Mesure cracha par terre. « Vous l’savez ? À cause de quèques vêtements déchirés avec du sang dessus ? On m’la fait pas aussi facilement. Vous croyez que j’vois pas c’que vous mijotez ?

— Mettez-le en cellule, dit Harrison. Et qu’on le soigne bien.

— Vous tenez pas du tout à c’que l’monde connaisse que j’suis vivant, par rapport qu’il se dirait qu’on a pas besoin d’vous dans le Nord ! cria Mesure. Je serais pas étonné d’apprendre que c’est vous qu’avez envoyé ces Chok-Taws nous capturer !

— Si c’est vrai, fit Harrison, à ta place je ferais attention à mes façons de parler et à ce que je raconte. Je me soucierais surtout de rentrer chez moi vivant, si possible. Regarde-toi donc, mon gars. La peau rouge comme un cardinal, un pagne, l’air d’un sauvage, un vrai cauchemar. Non, je crois que s’il arrivait qu’on t’abatte par erreur, personne ne nous le reprocherait, absolument personne.

— Mon père le saurait, répliqua Mesure. Ce genre d’invention, ça prend pas avec lui, Harrison. Et Armure-de-Dieu, il…

— Armure-de-Dieu ? Cette pitoyable mauviette ? Celui qui raconte partout que Ta-Kumsaw et le Prophète sont innocents et qu’on ne devrait pas se préparer à leur régler leur compte ? Plus personne ne l’écoute, Mesure.

— On l’écoutera. Alvin est vivant, et lui, vous l’attraperez jamais.

— Pourquoi ça ?

— Il est avec Ta-Kumsaw.

— Ah, et où donc ?

— Pas par icitte, vous pouvez en être sûr.

— Tu l’as vu ? Et le Prophète ? »

La lueur d’intérêt dans les yeux de Harrison fit reculer Mesure et l’incita à tenir sa langue. « J’ai vu c’que j’ai vu, répondit-il. Et je dis c’que j’dis.

— Dis plutôt ce que je te demande, sinon tu es déjà mort, le menaça Harrison.

— Tuez-moi, et j’dirai rien du tout. Mais j’vais vous raconter quèque chose. J’ai vu l’Prophète appeler une tornade dans une tempête. Je l’ai vu marcher sus l’eau. Je l’ai vu prophétiser, et ses prophéties se sont toutes réalisées. Il connaît tout c’que vous manigancez. Vous croyez faire à votre volonté, mais en fin de compte vous servirez ses plans à lui, attendez et vous verrez.

— Quelle idée ! fit Harrison en gloussant.
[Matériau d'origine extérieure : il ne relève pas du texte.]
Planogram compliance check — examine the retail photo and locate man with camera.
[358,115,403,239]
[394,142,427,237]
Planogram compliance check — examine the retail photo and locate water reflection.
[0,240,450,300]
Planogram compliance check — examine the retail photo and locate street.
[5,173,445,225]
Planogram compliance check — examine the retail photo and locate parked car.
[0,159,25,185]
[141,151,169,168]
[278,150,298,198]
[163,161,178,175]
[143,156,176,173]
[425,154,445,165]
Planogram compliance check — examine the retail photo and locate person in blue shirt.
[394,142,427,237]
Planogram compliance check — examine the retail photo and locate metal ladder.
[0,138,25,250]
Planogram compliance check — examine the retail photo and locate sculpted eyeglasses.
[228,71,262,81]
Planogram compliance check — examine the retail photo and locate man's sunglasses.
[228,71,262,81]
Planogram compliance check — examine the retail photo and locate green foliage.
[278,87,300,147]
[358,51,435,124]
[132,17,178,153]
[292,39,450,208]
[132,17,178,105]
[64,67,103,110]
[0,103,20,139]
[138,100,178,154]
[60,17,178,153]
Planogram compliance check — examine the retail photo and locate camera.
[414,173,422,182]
Si je comprends bien, mon gars, ça sert ses plans que tu sois en mon pouvoir, hein ? » Il adressa des deux mains un signe aux soldats qui entraînèrent Mesure dehors et le firent descendre dans le caveau à légumes. Ils le soignèrent comme il faut en cours de route : ils l’envoyèrent à terre à coups de pieds, à coups de poings, et s’en donnèrent à cœur joie avant de le balancer dans l’escalier et de barricader la porte derrière lui.

Comme les fermiers venaient de la région de Carthage, la porte du caveau avait une serrure en plus d’une barre. Au milieu des carottes, des patates et des araignées, Mesure étudia les battants du mieux qu’il put. Son corps n’était que douleurs. Toutes les écorchures et tous les coups de soleil n’étaient rien auprès des chairs à vif à l’intérieur de ses cuisses, pour avoir chevauché en croupe les jambes nues. Et ça, ce n’était rien comparé à ce qu’il endurait après la rossée qu’on lui avait administrée entre la maison et son cachot.

Mesure ne perdit pas davantage de temps. Il en savait assez pour comprendre que Harrison ne pouvait pas le laisser repartir vivant. Il avait lancé ses éclaireurs à leur recherche, à Alvin et lui. S’ils restaient en vie, ça ruinerait tous ses plans, et ce serait vraiment dommage car les événements tournaient à son avantage. Après tant d’années, voilà qu’il s’installait à Vigor Church, qu’il transformait les hommes du cru en soldats et que plus personne n’écoutait Armure-de-Dieu.

Mesure n’aimait pas beaucoup le Prophète, mais à côté de Harrison le Prophète était un saint.

Un saint, vraiment ? Le Prophète lui avait fait attendre le gatlopp… pourquoi ? Pour qu’il parte dans l’après-midi de l’avant-veille et non pas dans la matinée. Pour qu’il arrive à la Tippy-Canoe au moment où les soldats la descendaient. Il aurait sinon gagné Prophetville et traversé la rivière pour revenir à Vigor Church sans avoir croisé le moindre soldat. Ils ne l’auraient jamais trouvé s’il ne les avait pas entendus et appelés lui-même. Est-ce que tout ça faisait partie du plan du Prophète ?

Bah, et puis après ? Peut-être que c’était une bonne chose, le plan du Prophète, et peut-être que non… Pour l’instant, Mesure n’en pensait guère de bien. Mais il n’allait sûrement pas attendre de voir quelle tournure il prendrait, sagement assis dans un caveau à légumes.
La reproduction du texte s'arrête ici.